當人工智能發展一日千里,全球就業市場亦備受挑戰,媒體不定期列出在未來十年可能因人工智能而消失的工種;這些新聞、清單,並非危言聳聽。正如筆者不斷強調,與過往幾次工業轉型不同,這次受人工智能影響的不只是低技術工種,一般白領階層、專業人士,很可能才是重災區。但究竟具體影響會於何時出現?

人工智能與自動化的應用,先受到影響的,大概是在坐在流水線上的工人。現在發達國家的工廠除了極精密程序外,基本上已由機械人操作;不少連鎖快餐店也已經做到從點餐到付款,都不需職員處理。過去一年,在中美兩國成為熱話的無人商店,其實早在我們小時候看的《日本風情畫》已經出現,只是現時的商店增加了電腦分析商品銷路、顧客購買習慣的功能,「人」的價值,就進一步降低。

在以上例子,受影響的是藍領工人,但隨着人工智能發展,白領、行政人員、專業人士的工作,也可能消失。例如美聯社已經使用電腦軟件,編寫財經、體育新聞;即使是律師,《紐約時報》也曾專題報道過一些如搜集相類官司的工作,已經由電腦負責;剛有報道更說頂級律師要92分鐘完成的協議,人工智能只需9秒。

正因為人工智能、自動化對不同階層都影響深遠,不少民調機構、智庫、金融機構都希望研判具體影響的時間表和路線圖。據美國皮尤研究中心(Pew Research Center)調查發現,近2/3美國人相信,機械人或電腦將在未來50年,可做到人類的大部份工作。花旗集團與牛津大學學者組成的研究團隊指出,在英國,將有35%工作受自動化影響,美國則是47%。

值得注意的是,這個數字在發展中國家更高,例如中國是77%,印度是69%。
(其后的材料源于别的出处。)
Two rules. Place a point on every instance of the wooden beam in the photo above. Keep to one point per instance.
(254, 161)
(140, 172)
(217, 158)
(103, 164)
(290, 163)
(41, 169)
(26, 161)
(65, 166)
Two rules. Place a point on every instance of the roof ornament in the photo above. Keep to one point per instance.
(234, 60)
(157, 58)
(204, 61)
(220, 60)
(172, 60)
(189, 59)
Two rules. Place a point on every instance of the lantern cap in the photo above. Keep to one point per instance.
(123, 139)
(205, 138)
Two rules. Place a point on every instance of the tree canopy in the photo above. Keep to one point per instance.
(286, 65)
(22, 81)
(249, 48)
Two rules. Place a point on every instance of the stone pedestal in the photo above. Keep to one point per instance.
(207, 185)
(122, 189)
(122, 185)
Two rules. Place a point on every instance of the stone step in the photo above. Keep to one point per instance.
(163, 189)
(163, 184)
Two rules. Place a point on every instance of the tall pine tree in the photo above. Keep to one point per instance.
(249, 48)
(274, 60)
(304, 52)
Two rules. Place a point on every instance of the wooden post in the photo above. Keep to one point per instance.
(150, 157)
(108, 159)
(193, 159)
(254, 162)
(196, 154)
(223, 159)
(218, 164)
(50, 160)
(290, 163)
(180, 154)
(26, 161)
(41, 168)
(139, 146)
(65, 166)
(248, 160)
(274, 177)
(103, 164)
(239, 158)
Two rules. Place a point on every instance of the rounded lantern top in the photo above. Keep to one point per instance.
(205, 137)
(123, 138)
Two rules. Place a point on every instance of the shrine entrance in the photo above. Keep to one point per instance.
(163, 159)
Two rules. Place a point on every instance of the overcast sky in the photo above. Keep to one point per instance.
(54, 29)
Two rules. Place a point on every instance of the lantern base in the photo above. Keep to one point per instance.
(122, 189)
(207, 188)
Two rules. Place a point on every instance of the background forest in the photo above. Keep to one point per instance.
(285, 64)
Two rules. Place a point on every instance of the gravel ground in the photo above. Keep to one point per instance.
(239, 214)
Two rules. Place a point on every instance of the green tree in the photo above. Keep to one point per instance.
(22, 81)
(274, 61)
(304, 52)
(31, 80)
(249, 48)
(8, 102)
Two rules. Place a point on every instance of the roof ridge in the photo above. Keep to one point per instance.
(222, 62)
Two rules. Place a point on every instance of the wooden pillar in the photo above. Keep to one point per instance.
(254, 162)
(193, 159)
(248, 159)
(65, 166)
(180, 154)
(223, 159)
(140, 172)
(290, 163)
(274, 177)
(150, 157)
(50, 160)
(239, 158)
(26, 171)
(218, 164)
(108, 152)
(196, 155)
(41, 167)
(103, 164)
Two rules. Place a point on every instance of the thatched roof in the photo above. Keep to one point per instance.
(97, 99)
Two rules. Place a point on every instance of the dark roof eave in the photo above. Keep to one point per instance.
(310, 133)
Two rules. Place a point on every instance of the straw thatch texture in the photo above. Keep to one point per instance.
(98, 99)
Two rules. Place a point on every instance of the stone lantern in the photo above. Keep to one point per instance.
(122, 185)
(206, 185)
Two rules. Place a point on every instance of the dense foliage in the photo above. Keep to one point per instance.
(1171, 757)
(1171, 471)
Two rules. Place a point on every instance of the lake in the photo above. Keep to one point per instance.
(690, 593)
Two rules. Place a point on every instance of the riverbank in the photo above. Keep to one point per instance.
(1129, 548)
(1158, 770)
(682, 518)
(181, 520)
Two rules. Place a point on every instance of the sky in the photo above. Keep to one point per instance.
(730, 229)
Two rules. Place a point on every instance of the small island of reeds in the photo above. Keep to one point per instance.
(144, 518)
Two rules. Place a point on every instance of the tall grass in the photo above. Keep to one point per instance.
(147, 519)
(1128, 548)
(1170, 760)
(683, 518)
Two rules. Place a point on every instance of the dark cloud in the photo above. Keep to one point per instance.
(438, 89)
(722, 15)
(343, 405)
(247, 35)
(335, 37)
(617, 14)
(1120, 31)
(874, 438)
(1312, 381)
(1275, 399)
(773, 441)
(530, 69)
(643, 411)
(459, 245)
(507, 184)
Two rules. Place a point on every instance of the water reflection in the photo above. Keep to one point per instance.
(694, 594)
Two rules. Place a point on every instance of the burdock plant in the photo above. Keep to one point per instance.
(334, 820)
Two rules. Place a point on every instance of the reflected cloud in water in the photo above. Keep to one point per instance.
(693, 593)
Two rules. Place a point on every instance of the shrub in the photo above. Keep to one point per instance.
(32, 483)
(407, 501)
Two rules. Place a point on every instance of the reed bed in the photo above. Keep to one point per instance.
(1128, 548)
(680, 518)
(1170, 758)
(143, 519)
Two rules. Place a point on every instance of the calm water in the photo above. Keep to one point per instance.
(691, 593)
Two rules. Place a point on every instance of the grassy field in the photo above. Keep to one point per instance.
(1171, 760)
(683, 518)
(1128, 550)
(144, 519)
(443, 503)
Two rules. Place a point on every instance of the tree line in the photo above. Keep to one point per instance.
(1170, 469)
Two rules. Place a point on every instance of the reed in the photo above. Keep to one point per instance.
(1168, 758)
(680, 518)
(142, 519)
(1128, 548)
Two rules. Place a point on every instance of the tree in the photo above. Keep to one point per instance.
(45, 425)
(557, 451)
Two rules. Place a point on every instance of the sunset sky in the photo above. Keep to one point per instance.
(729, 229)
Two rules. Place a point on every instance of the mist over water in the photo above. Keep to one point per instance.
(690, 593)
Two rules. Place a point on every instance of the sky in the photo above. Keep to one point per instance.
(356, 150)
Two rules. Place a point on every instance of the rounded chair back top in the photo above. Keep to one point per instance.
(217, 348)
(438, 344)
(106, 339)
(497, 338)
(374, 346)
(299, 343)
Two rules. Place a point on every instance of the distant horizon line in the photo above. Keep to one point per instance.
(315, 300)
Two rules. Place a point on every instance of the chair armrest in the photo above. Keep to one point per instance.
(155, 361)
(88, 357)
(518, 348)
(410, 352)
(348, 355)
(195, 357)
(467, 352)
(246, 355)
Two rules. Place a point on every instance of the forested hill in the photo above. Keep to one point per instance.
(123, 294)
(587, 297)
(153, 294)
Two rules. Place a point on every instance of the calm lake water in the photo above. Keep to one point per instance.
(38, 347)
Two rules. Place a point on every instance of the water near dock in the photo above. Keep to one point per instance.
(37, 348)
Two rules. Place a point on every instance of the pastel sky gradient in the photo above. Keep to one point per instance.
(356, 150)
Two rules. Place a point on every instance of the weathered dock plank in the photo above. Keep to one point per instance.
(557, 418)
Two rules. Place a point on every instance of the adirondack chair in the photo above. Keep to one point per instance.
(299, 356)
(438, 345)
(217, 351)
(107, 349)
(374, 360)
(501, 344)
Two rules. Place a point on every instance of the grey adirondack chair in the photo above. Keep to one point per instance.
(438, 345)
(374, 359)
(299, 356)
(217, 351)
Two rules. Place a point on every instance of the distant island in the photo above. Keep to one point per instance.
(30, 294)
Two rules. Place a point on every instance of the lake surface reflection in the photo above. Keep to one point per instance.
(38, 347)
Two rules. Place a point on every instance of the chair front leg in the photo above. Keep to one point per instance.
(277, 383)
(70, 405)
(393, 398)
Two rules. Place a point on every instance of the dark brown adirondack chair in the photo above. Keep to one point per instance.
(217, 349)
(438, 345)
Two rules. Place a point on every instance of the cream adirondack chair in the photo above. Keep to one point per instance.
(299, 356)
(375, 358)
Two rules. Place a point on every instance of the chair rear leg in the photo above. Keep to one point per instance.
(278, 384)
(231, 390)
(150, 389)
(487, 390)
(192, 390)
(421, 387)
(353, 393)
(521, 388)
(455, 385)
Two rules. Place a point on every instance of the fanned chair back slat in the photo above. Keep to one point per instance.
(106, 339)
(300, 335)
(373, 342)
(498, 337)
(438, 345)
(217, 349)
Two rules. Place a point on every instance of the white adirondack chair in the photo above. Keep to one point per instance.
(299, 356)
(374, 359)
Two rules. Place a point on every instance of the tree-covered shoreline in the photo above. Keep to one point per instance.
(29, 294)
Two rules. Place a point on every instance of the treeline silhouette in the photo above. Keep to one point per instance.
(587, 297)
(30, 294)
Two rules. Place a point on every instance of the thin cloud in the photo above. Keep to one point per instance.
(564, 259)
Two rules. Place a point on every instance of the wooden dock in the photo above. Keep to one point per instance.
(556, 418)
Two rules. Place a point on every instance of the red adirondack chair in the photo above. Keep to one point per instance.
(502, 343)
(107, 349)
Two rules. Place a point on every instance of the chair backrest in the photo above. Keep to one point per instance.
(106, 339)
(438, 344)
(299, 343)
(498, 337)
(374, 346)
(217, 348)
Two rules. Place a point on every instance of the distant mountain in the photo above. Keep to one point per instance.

國際勞工組織(International Labour Organization)的研究也得出類似結果,在柬埔寨、印尼、菲律賓等國,將會共有1.37億人的工作,將因機械人的發展而受到威脅。總之,即使不少人憧憬新科技帶來新的就業機會,但這些職位空缺,恐怕比他們「毀滅」的少得多。

假如這些推論正確,人工智能、自動化的發展,並不容易帶來美好新世界,甚至可能製造更嚴重的不平等。據經濟歷史學者艾倫(Robert Allen)研究,工業革命開始時,技術的改變雖然使國家的利潤率與資本增加,但工人的平均薪酬並未隨之提升,直至19世紀中葉出現連番抗爭,才有所改善。

「第四波工業化」的情況,只會更甚,科技公司如美國的微軟、Google與Facebook,中國的BAT(百度、阿里巴巴與騰訊)等,將成為這一波浪潮的最大受益人,除了得到更多投資,政府亦會推出有利他們的政策優惠,以求通過高科技穩定管治效益。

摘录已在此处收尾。